Dennis Coughlin [00:27:47] I don't know whether there was a particular connection, but I think it was because it was an open space that was near to the Skating Club, which was an, which had indoor facilities and outdoor facilities, the practice, so it gave them practice areas that they could practice at. The. Yeah.

Mark Souther [00:28:12] That makes sense.

Dennis Coughlin [00:28:14] And actually, the another piece, I mean, later on at the Roxboro, at that place, that location, there is now a nice track at Roxboro and also at Heights High. And that was put together. The financing was put together by the Weingart. I'm trying to think what his name was, but he arranged for Cleveland Heights residents, residents to help out at the air show and at the auto races, where we would earn 10 percent of everything we sold in the concessions. We would get paid nothing. Basically, you got paid what you could eat and plus you got in free to the event. But it provided 10 percent of all our sales went to providing for the football stadium at Heights High and the track at Roxboro. And I believe there was something at Monticello. Also, it's.

Mark Souther [00:29:16] Alright, thank you. We've been, mentioned before just a little bit about Mitchell's when it was at the theater. Can you?

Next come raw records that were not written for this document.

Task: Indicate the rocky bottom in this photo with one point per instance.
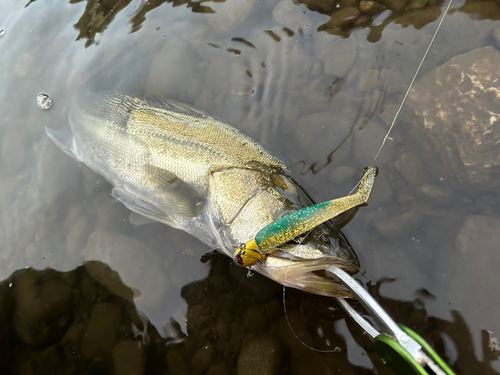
(70, 323)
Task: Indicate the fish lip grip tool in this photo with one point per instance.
(400, 348)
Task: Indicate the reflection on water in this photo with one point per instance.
(84, 321)
(322, 101)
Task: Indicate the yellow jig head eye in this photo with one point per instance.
(248, 257)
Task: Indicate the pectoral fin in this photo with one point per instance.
(141, 207)
(63, 139)
(179, 198)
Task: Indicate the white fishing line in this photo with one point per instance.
(413, 79)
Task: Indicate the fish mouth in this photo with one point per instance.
(307, 274)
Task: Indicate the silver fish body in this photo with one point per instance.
(178, 165)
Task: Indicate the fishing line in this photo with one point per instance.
(290, 325)
(413, 79)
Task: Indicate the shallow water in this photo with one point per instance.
(323, 102)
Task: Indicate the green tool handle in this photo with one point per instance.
(402, 363)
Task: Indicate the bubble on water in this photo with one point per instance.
(43, 101)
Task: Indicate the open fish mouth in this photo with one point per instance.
(306, 274)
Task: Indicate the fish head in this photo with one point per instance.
(302, 266)
(243, 201)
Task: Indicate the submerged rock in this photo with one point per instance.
(42, 306)
(459, 122)
(261, 356)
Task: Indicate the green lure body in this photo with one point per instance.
(298, 222)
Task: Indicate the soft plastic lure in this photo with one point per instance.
(298, 222)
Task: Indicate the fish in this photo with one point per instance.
(298, 222)
(177, 165)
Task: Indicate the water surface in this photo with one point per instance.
(317, 90)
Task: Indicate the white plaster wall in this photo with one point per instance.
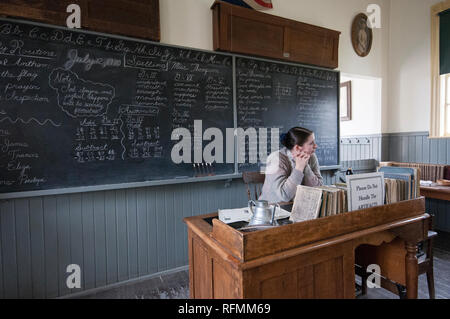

Dennis Coughlin [00:29:25] Okay, Mitchell's was the candy store as far as I was concerned. There was also Damon's at Ceder and Fairmount and Hough Bakeries that had candy. But Mitchell's made their own candy right in the store next door to the Heights Movie Theater. The movie theater was there. It had various activities, I mean, sometimes it was an art movie theater, sometimes it was a an X-rated movie theater. I'm not quite sure what prompted it to move from one to the next. And but it would have more avant-garde movies. But all of the popcorn for the movie theater was sold at Mitchell's and there came a point where they moved the popcorn out of the movie, out of Mitchell's into the movie theater. And somewhere around then it's when Mitchell's moved to its current location at on Lee Road. But it was on Coventry, but it was the place to go for candy. It was the best candy around. And the Mitchell's were characters and, and their son was about my age. And I don't know whether right now whether Mrs. Mitchell is still alive. Her mind is, wasn't last time I saw her about a year ago, her mind wasn't completely with it and she'd speak Greek to me or whatever. I think it was Greek and her son would tell her, no, you have to speak English. So.

Mark Souther [00:30:56] What was your favorite candy that you got when you went to the theater?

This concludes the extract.